Thursday, November 29, 2012
In 1902 W. H. Councill, a colored Alabama teacher of an industrial school near Huntsville, writes to J. M. Falkner, the chief benefactor of the Confederate Home for Alabama, in which he makes a generous offer and some remarkable statements. The letter is as follows:
Dear Sir: In writing to you the other day in reference to the philanthropic work at Mountain Creek for the Confederate Veterans, I neglected to say that we should be proud to assist you in your laudable enterprise if you should desire us.

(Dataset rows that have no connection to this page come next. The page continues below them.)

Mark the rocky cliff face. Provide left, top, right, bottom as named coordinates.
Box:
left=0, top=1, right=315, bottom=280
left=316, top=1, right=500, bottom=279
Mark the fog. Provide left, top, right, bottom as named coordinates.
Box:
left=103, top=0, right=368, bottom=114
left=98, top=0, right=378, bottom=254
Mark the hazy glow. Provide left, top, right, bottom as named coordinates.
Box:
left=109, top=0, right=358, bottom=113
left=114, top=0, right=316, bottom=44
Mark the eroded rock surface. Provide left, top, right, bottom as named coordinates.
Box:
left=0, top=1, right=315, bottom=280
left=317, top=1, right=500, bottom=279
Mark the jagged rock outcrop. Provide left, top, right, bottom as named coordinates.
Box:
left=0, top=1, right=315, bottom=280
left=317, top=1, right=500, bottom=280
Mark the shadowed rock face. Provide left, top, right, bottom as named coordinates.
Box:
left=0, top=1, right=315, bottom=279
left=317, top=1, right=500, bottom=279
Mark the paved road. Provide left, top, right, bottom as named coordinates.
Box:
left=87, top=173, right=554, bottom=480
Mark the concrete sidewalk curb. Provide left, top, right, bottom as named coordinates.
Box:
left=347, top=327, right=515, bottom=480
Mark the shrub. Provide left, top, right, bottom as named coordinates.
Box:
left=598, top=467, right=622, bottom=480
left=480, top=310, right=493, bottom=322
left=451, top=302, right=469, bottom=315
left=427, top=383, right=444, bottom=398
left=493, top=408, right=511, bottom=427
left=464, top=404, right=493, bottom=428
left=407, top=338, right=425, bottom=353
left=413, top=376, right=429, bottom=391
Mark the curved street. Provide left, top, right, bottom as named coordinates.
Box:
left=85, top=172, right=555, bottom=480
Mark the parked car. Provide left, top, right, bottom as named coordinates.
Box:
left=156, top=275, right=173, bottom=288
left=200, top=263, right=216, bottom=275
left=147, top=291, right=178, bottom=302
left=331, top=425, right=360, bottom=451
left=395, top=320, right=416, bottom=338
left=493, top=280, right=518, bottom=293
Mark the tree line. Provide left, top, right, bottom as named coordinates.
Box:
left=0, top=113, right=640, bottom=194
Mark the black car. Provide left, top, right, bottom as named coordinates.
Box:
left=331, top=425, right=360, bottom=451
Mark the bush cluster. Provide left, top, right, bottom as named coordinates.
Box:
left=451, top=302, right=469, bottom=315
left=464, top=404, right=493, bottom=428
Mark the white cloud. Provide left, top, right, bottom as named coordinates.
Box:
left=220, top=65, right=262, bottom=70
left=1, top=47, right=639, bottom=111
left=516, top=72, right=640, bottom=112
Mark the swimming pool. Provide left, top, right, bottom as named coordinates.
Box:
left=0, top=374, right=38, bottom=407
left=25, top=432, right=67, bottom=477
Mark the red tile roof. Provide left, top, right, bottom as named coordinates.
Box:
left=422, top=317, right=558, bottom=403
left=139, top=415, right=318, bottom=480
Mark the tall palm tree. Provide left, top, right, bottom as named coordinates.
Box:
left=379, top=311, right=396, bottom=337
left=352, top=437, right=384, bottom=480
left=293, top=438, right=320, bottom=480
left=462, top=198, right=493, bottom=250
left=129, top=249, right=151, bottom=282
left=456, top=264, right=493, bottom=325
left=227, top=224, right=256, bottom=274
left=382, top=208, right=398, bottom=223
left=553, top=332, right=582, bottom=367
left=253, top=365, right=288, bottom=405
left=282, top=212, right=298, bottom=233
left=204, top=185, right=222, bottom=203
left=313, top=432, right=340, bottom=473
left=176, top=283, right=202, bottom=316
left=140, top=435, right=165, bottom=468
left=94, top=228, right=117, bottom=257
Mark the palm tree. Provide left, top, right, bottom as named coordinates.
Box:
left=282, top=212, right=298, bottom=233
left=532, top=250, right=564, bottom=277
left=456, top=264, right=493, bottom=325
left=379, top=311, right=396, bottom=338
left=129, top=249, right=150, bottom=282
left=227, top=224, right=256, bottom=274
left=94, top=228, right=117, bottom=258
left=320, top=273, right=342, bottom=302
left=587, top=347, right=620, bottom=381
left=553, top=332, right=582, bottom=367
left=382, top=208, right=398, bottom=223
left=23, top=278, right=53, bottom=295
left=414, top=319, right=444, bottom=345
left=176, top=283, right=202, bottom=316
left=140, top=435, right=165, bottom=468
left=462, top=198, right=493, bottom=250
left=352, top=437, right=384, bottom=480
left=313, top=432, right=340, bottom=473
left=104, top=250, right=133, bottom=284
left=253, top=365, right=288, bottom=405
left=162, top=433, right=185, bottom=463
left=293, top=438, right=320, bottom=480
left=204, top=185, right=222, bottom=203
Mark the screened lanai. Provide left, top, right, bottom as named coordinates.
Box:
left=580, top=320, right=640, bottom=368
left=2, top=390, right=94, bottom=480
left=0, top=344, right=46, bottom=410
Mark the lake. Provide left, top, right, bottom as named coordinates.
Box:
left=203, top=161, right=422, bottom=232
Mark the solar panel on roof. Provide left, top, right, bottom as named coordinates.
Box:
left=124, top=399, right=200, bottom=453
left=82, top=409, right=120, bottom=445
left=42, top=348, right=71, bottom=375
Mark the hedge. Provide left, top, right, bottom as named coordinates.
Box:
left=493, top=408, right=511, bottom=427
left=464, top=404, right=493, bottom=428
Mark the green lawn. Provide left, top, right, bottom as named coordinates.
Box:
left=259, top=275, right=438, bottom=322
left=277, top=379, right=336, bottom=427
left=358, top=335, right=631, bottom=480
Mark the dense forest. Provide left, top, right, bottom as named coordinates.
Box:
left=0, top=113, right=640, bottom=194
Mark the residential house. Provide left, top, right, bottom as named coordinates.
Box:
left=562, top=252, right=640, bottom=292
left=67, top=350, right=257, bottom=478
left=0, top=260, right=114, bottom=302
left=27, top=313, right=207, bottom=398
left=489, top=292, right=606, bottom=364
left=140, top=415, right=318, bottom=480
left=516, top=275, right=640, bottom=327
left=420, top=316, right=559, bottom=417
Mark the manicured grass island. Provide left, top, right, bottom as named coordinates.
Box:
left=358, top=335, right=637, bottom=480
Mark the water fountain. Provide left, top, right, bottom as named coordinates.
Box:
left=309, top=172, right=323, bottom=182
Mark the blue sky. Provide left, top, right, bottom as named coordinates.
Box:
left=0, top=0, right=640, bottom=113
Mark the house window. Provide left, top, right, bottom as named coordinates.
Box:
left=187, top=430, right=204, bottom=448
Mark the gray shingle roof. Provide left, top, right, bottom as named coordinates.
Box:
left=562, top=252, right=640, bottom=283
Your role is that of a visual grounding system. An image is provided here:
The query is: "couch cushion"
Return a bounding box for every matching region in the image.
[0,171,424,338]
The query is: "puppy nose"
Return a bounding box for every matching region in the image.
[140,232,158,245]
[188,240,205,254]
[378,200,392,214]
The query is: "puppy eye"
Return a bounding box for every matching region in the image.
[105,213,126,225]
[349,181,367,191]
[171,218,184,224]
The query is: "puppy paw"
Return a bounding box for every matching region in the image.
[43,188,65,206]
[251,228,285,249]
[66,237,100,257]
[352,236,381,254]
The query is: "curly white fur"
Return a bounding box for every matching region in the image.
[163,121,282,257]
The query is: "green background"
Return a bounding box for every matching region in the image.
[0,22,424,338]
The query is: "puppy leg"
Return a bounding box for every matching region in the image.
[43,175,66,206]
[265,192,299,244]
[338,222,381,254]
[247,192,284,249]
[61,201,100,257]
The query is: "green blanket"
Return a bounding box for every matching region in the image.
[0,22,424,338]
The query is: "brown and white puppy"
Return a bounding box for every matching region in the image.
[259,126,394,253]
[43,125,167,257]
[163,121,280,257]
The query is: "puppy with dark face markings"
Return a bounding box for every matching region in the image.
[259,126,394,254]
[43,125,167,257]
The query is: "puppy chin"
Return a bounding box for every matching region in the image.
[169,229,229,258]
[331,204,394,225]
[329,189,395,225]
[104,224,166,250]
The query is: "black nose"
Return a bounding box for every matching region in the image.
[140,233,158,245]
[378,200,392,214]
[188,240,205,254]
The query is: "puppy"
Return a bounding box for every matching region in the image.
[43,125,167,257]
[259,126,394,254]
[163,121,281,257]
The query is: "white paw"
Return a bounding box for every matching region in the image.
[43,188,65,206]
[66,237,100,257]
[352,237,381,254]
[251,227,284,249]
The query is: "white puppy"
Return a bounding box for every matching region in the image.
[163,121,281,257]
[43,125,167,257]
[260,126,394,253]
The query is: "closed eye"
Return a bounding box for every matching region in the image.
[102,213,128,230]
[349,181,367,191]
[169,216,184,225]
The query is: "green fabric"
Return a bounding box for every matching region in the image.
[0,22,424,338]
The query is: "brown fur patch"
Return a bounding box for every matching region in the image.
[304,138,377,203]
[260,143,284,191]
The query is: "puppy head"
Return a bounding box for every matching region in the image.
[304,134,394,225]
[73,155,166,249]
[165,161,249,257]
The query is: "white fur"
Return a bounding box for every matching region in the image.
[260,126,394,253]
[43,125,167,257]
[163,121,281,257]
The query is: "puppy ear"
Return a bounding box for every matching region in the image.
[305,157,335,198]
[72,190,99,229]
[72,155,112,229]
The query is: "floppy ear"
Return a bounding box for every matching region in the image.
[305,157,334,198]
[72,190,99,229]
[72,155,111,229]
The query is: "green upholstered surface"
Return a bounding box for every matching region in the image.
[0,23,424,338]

We can furnish you at any time ten or fifteen carpenters, painters, blacksmiths, and others who might be useful in building up your soldiers' home. We should be glad to work a week or ten days without money and without price. Our shoe department will be glad to furnish you with at least a dozen pairs of shoes a year for those grand old men who followed Lee's tattered banners down to Appomattox, leaving their bloody footprints over the snow covered hills of Virginia.

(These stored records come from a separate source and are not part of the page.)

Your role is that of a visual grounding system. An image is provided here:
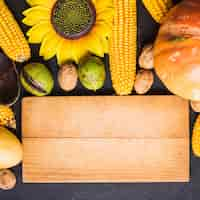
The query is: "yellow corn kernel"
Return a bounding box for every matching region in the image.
[109,0,137,95]
[0,0,31,62]
[142,0,173,23]
[192,115,200,157]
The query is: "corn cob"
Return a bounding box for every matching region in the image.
[0,0,30,62]
[143,0,173,23]
[0,105,16,128]
[192,115,200,157]
[109,0,137,95]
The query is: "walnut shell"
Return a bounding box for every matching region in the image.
[58,63,78,92]
[134,69,154,94]
[0,169,16,190]
[190,101,200,112]
[139,44,154,69]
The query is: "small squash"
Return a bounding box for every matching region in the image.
[154,0,200,101]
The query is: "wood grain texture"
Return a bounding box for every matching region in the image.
[22,96,189,138]
[22,96,189,183]
[23,138,189,183]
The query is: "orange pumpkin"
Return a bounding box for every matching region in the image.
[154,0,200,101]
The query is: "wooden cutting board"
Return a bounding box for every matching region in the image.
[22,96,189,183]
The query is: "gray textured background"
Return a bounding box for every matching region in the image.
[0,0,200,200]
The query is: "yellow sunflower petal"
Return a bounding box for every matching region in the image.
[22,6,51,19]
[40,31,61,60]
[97,8,114,22]
[92,21,112,37]
[71,40,87,63]
[101,37,109,54]
[57,39,73,65]
[26,0,57,8]
[95,0,113,11]
[22,16,49,26]
[26,22,51,44]
[92,0,98,6]
[83,32,104,57]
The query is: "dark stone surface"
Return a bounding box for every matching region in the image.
[0,0,200,200]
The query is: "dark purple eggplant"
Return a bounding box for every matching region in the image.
[0,52,20,106]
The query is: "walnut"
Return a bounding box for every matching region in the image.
[58,63,78,91]
[0,169,16,190]
[139,44,154,69]
[134,69,154,94]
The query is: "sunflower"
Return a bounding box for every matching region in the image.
[23,0,114,65]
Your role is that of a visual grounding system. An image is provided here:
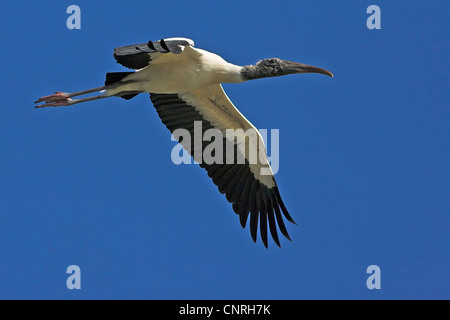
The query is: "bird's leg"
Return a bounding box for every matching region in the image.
[34,86,109,108]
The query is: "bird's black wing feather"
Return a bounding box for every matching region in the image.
[150,93,295,247]
[114,38,194,70]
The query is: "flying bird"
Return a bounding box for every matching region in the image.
[35,38,333,248]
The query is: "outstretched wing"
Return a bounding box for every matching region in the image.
[150,84,295,247]
[114,38,194,70]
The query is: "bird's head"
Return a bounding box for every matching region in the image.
[241,58,333,80]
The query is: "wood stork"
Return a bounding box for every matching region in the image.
[36,38,333,248]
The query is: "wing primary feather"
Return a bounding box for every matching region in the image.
[274,186,297,225]
[267,200,281,247]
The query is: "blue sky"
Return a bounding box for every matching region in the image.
[0,0,450,299]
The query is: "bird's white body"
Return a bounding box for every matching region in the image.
[36,38,332,247]
[105,46,244,95]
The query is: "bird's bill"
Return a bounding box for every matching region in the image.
[284,61,333,77]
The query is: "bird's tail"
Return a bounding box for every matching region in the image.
[105,71,140,100]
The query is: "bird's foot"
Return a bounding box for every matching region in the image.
[34,92,72,108]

Although I came up from the other side of the flood and drank of the dregs of the cup of slavery, still I honor those gray haired veterans, and I feel that, when they pass away and when their old slaves have passed away, in a measure the power of the balance wheel of Southern society will be gone.

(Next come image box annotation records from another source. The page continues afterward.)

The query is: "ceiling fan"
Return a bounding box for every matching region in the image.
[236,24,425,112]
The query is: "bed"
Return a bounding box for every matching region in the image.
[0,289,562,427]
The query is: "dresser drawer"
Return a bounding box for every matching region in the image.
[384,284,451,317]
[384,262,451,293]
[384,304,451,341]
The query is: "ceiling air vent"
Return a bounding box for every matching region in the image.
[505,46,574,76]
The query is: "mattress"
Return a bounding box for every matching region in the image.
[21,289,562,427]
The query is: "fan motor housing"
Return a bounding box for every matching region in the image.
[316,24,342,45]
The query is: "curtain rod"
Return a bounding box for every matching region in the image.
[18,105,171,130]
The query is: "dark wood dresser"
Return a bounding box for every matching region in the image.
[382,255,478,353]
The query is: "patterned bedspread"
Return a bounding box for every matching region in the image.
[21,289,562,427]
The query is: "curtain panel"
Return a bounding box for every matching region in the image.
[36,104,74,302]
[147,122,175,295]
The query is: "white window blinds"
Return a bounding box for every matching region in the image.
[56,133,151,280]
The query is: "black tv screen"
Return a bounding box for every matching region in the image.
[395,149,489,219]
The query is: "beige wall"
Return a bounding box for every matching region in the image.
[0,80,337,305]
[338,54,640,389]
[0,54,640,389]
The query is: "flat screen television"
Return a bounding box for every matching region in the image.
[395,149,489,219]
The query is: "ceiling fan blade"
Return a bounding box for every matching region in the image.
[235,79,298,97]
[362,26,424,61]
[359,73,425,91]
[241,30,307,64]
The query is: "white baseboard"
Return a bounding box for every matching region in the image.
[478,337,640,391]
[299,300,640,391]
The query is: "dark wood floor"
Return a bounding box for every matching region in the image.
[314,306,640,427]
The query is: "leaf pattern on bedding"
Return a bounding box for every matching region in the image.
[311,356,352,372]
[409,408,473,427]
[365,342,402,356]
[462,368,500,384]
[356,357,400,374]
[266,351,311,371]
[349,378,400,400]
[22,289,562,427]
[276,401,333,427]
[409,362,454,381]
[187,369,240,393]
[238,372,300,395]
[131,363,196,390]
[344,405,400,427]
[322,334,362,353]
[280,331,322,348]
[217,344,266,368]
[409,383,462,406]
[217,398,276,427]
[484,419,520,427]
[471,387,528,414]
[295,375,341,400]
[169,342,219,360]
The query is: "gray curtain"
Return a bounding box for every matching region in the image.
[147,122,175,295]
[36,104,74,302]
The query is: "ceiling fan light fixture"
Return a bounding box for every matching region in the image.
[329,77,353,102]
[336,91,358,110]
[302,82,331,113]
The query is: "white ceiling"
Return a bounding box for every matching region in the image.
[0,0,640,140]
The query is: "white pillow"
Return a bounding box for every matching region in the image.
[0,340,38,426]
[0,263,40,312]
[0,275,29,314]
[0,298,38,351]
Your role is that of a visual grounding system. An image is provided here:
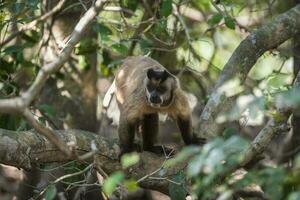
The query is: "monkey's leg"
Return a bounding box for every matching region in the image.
[177,116,193,145]
[142,113,158,151]
[118,117,136,155]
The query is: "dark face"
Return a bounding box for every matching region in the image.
[145,69,176,108]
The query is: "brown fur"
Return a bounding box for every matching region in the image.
[115,56,192,153]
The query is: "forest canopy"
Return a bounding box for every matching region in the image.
[0,0,300,200]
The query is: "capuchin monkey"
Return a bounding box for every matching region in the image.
[104,56,199,155]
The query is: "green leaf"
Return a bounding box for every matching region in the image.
[111,43,128,54]
[288,192,300,200]
[121,152,140,168]
[103,172,125,196]
[208,13,223,26]
[93,24,112,42]
[124,179,138,192]
[169,171,187,200]
[37,104,55,117]
[224,17,235,29]
[222,127,237,139]
[45,185,57,200]
[3,45,24,55]
[165,146,200,167]
[160,0,172,17]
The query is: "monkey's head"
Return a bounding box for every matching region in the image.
[145,68,177,108]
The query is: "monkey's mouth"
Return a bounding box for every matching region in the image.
[150,103,161,108]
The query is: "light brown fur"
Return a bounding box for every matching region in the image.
[115,56,192,153]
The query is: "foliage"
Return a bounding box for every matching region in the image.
[0,0,300,200]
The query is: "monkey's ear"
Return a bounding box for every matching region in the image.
[147,68,170,82]
[161,70,170,82]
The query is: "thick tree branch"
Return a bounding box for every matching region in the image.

The propriety of this offer on my part may be called into question by those who do not measure slavery as I do. I feel that the slaves got more out of slavery than did their masters, in that the slaves were helped from the lowest state of barbarism to Christian citizenship of the greatest government the world ever knew.
Today, the grounds of Confederate Memorial Park serve as a fitting memorial to the old
soldiers and widows of soldiers who once lived there.